The trade union officially sold out the strike while discarding the demands made by workers, namely against the precariousness of their jobs.

At the center of this operation was the Frente Amplio party (FA; Broad Front). Pablo Klimpel, the union leader, has close ties with the FA and is an open supporter of Valparaiso mayor, Jorge Sharp, also from FA.

Sharp condoned the repression by the carabineros and, beyond symbolic calls to improve conditions for workers, appealed several times to the Piñera administration to “end the strike as soon as possible.”

On December 14, as the streets in the city were barricaded and manned by dockworkers, students and supporters, Sharp called on “La Moneda [presidential palace] in its totality to act on this matter with a lot of force and end this conflict.”

The role of Sharp, Frente Amplio and its cronies in the trade unions in derailing social opposition on behalf of big business demonstrates that this relatively new “left” flank for the bourgeois establishment is no different from the one provided throughout the last century by Social Democracy and Stalinism of disarming workers politically. Most recently, they have ensured that the widespread privatizations—including port concessions—and deregulation schemes carried out under the fascist and US-backed dictatorship of Augusto Pinochet, remain virtually unscathed.

Last week, Sharp hypocritically acknowledged that three months of profits from the Valparaíso port could cover “the 9,000-home deficit in the municipality,” but declared that “workers have a duty not to harm the city with their protests.”

Frente Amplio and the trade union bureaucracies, including the Trade Union Central (CUT), controlled by the Stalinist Communist Party, also rely on several orbiting pseudo-left organizations that feed illusions in the FA among radicalized workers and youth.

The coverage and analysis provided by the Morenoite Workers Revolutionary Party (PTR) was widely followed during the strike and even shared on social media by the trade union.

The PTR’s online newspaper La Izquierda Diario promoted the new trade union leadership and romanticized the political influence of Frente Amplio in the city, which it said is “representing a universe of 50,000 to 40,000 voters.” It even claimed that FA “could play an important role in mobilizing the social force needed to defeat Von Appen and the repression.”

Such statements suggesting that local mobilizations led by Frente Amplio, a party thoroughly embedded in the bourgeois state at the local and national level, could “defeat” a financial group that manages billions in assets across Latin America and the repressive Chilean state, defy all logic.

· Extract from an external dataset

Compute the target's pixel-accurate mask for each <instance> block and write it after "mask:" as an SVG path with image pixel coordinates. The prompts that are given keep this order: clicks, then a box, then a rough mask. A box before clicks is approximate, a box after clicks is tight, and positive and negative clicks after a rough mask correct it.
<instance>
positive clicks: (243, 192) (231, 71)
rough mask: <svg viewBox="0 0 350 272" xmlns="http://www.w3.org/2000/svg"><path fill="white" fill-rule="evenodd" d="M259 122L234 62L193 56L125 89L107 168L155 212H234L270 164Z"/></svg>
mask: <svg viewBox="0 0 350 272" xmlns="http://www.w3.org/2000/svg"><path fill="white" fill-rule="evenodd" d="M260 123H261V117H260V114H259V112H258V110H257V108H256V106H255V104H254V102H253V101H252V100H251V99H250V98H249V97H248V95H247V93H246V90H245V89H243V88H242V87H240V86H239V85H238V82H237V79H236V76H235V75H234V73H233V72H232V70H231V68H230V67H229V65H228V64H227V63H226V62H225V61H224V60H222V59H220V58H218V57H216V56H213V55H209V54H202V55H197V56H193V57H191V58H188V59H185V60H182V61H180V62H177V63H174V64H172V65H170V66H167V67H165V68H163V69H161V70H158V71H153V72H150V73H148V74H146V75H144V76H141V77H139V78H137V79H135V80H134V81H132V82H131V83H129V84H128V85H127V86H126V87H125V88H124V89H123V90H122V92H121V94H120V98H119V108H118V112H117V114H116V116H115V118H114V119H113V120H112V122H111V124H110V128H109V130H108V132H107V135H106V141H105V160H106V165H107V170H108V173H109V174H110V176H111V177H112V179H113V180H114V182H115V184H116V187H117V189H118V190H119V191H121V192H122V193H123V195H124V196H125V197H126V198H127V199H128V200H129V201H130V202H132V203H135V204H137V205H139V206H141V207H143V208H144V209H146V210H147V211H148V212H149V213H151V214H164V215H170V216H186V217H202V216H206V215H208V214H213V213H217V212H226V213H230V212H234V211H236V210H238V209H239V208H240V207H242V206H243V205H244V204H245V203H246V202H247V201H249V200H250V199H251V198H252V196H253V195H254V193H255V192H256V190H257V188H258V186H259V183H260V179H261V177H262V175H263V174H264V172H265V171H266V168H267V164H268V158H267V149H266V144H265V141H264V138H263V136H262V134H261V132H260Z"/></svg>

On Thursday, the PTR denounced efforts by Sharp to “mediate” the conflict and warned that Von Appen will seek to get rid of militant workers as soon as the strike ends, referring to hundreds of layoffs by the same company after a strike in 2014, but still added: “Only an infant would reject the negotiation and the compromise that workers must accept under certain relations of forces” and that Frente Amplio still represents “a support that workers can’t reject.”

Such conceptions are based in a rejection of the revolutionary role of the working class and of socialism. What the Frente Amplio and the Morenoite organizations have in common is that they represent privileged layers of the middle class, hungry for the financial elite to hand them over a greater share of profits from the exploitation of workers. In return, they offer their services suppressing the class struggle with a “left” veneer.

The essential lesson from the strike is that workers must build authentic, democratic workers’ rank-and-file committees, organized independently of the nationalist and pro-capitalist trade unions and the entire political establishment to appeal, not to the CUT and bourgeois politicians, but to their best and only allies—the millions of workers across the country and internationally entering the class struggle.

A new political leadership needs to be built in the working class under a socialist and internationalist program, to fight for state power and the expropriation of all major corporations and wealth of the Chilean and international financial oligarchy, to place them under the democratic control of the international working class.